The book publishing industry has undergone tremendous change, much of it driven by new technologies and distribution outlets.

  • Disruption #1 occurred in the 1980s, with the creation of mass book retailers. Notably, Barnes & Noble, Borders and Books A Million created massive destination stores, with inventories on average 10 to 20 times greater than independent booksellers. Many contained in-store cafés encouraging patrons to linger.
  • Disruption #2 occurred in the late 1990s, as Internet commerce became entrenched as a powerful inventory control and consumer convenience alternative to physical shopping in brick-and-mortar stores.
  • Disruption #3 occurred in the early 2000s, as digital printing enabled micro-runs better aligning inventory to demand, as well as fueling the self-publishing industry.
  • Disruption #4 saw the introduction of electronic display tablets (e-books). Everyone thought e-books would sweep the ink-and-paper book into the recycle bin. E-books cut out the pass-through costs of paper/ink, and more important, the cost of inventory and distribution.

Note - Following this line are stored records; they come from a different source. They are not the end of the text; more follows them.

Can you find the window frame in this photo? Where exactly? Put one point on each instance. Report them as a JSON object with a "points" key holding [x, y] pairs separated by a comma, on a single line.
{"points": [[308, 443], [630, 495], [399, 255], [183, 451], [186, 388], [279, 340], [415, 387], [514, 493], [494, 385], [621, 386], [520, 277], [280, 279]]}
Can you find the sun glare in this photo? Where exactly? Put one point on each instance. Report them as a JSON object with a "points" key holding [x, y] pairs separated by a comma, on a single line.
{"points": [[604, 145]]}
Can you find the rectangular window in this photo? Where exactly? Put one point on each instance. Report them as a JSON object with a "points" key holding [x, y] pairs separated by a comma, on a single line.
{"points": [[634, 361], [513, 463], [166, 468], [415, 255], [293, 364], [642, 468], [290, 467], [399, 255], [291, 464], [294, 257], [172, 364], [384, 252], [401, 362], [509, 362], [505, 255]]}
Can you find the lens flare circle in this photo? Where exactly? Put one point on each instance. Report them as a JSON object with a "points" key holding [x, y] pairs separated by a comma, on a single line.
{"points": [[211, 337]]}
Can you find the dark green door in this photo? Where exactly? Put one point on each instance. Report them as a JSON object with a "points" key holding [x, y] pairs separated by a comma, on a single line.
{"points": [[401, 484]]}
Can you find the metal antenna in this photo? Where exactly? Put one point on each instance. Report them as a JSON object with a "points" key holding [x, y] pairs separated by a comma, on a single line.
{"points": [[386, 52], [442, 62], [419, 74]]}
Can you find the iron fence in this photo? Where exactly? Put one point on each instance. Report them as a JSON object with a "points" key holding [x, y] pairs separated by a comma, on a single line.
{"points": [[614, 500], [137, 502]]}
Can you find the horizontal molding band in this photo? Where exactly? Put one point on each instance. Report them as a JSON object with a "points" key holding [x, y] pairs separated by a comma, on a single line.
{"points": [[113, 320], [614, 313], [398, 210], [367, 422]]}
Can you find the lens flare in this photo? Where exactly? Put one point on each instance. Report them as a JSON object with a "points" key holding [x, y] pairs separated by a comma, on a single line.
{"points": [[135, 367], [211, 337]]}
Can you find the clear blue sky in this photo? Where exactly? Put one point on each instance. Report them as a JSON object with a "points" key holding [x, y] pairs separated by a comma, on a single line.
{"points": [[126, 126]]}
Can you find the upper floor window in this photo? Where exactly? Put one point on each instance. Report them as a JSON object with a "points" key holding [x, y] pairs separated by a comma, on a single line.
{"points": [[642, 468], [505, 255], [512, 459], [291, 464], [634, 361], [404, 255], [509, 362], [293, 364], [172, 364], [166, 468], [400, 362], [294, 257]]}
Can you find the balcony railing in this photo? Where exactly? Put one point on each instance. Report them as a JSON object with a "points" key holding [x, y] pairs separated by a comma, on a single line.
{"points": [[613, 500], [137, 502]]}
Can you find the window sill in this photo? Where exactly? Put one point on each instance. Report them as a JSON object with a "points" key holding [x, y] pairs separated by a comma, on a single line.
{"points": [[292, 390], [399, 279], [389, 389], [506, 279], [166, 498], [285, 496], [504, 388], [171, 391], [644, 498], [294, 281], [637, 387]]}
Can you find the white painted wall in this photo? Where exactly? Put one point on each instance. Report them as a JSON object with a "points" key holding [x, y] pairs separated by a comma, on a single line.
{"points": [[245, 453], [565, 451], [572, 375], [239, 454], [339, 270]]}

The current disruption is occurring today. As sales patterns become less predictable, publisher inventory planning becomes much more crucial with a focus on printing “just in time” inventory vs “just in case” inventory. Book manufacturers are pressured to produce fewer books cost effectively.  

Initially digital toner devices met the demand. Continuous feed inkjet printing systems are now the production method of choice to meet the requirements of a shrinking but still very large book printing industry for the next decade.

At the same time the number of titles published annually is exploding. Depending on which statistics you read, there are approximately three times more titles published today than in 2005.

Publishers are using digital printing in four ways:

1) Life of title planning. In other words printing short runs digitally to “test” the market, long run (offset) to meet demand, then back to digital for micro inventory to meet demand and replenish as needed.

2) As a test. Placing 1 to 2 books per retailer, circumventing cumbersome distributor guidelines and storage fees, before ordering larger offset printed quantities.

3) For predicted strong titles. Publishers will print reorders as they occur via digital to supplement first-run offset printed books.

4) To customize. The ability to print a book of one or more for specific needs.  From traditional custom textbooks or training manuals to a book having small print runs and is updated with each printing.

As inkjet print quality has reached levels often indistinguishable from offset, publishers have generally become indifferent to specifying whether they want a book to be digitally or offset printed. It has largely become a return-on-investment decision rather than print quality one. For yet-to-be established author titles, production inkjet printing offers a means to mitigate the risk of printing too many books, carrying excess inventory costs and processing returns.

Offset and digital production printing will coexist for the foreseeable future, but few book manufacturers will be able to justify reinvestment in offset printing technology.